I am so entirely jealous! What wonderful meat and produce to choose from!
These places aren’t to far from me so I think I will be making a trek out there very soon. I’ve always wanted to pick apples and you can’t beat fresh produce…
My favorite thing to buy will always be fresh fruit – just yesterday I spent a ridiculous amount on my first ever fresh mangosteens, as well as some star fruit and a very ripe dragon fruit.
And let me just say that I’m incredibly jealous of the price of passion fruits there. That’s less than a fourth of the price of one here!!

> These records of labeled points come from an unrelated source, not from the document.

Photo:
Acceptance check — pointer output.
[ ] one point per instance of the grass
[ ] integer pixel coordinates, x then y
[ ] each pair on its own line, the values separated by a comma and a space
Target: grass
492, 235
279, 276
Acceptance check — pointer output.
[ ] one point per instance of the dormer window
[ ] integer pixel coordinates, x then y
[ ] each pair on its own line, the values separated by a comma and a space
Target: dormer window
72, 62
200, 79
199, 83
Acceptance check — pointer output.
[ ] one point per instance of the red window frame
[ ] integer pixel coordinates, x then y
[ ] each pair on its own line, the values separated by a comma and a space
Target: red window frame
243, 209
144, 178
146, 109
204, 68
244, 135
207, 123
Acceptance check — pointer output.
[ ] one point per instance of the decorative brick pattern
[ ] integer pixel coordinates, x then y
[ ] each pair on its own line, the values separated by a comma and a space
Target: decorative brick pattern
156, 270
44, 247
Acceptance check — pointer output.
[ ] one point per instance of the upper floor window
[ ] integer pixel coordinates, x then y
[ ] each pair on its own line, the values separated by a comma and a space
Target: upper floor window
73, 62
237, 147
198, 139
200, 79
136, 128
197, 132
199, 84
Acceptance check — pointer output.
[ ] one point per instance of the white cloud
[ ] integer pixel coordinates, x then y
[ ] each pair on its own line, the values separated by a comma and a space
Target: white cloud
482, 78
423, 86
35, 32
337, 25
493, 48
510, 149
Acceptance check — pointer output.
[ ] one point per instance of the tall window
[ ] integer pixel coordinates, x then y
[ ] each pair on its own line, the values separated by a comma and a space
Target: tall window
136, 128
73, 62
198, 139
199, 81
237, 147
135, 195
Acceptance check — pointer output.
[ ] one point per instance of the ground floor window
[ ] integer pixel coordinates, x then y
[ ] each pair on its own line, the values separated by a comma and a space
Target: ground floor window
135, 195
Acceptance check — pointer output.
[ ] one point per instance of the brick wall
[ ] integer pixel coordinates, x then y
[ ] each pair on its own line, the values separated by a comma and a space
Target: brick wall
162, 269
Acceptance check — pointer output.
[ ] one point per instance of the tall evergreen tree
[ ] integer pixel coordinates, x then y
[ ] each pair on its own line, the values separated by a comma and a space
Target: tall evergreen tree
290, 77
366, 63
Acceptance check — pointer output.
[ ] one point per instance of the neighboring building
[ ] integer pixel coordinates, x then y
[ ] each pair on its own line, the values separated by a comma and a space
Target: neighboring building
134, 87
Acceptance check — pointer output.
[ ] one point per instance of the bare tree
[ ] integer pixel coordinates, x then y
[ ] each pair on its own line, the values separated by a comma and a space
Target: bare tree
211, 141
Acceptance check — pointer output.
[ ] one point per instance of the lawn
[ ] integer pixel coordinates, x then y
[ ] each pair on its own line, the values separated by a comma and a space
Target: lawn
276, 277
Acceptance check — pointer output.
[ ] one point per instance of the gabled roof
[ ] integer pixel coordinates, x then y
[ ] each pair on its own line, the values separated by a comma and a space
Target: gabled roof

What a lovely market! I actually think that butchery is my hubby’s heaven…he could probably happily spend days in there without coming up for air, lol! My favorite food items to buy are weird (or unique
) specialty items.
Dean and Sam… just like off Supernatural!
My favorite fruit to pick is strawberries. But I have a bad back so I let others do the picking for me.
Looks like you all had a lovely day. I am amazed by all of that wonderful fresh food! The girls are adorable and look like they had a good time.
I love to buy flowers, silverbeet, celery – anything at a produce market that spills out over the top of your basket and makes you feel as if the world is stocked with an abundance of wonderful fresh things to enjoy!
hi NQN you were in my neck of the woods.
Did you know the butcher brothers are identical twins !
I will have to check these out more throughly I only knew of a few.
I couldn’t decide my favourite but it would be FOOD related.
Ps I love the avenue of trees photo. All your photos are gorgeous.
Loved your farm gate experience .
Does any one know if there is an equivalent in Melbourne?
Lorraine – one of the best posts you’ve ever done! I can’t wait to get up there and start picking and stocking my freezer & pantry with all those delicious goodies. YUM & FUN!
Seeing this makes me wish I lived somewhere cold. In Cairns, your bread goes mouldy in two days if you leave it on the bench!!
I look forward to reading your blog everyday Lorraine, I’ve lost my cooking spark up here in the heat, but your pictures help me to dream of what I’ll cook when I can convince the boyfriend to move to Tasmania
um, you mention the Hummingbird Bakery in you post? Is there a branch in Sydney? Is it related to the one in London?
wow look at all that hydroponic lettuce
Oh! What a wonderful post!
Brings some lovely memories.
I stayed in Bilpin for a few days after the long easter weekend. The drive there is amazing!
I loved the apple pie from the Fruit Bowl.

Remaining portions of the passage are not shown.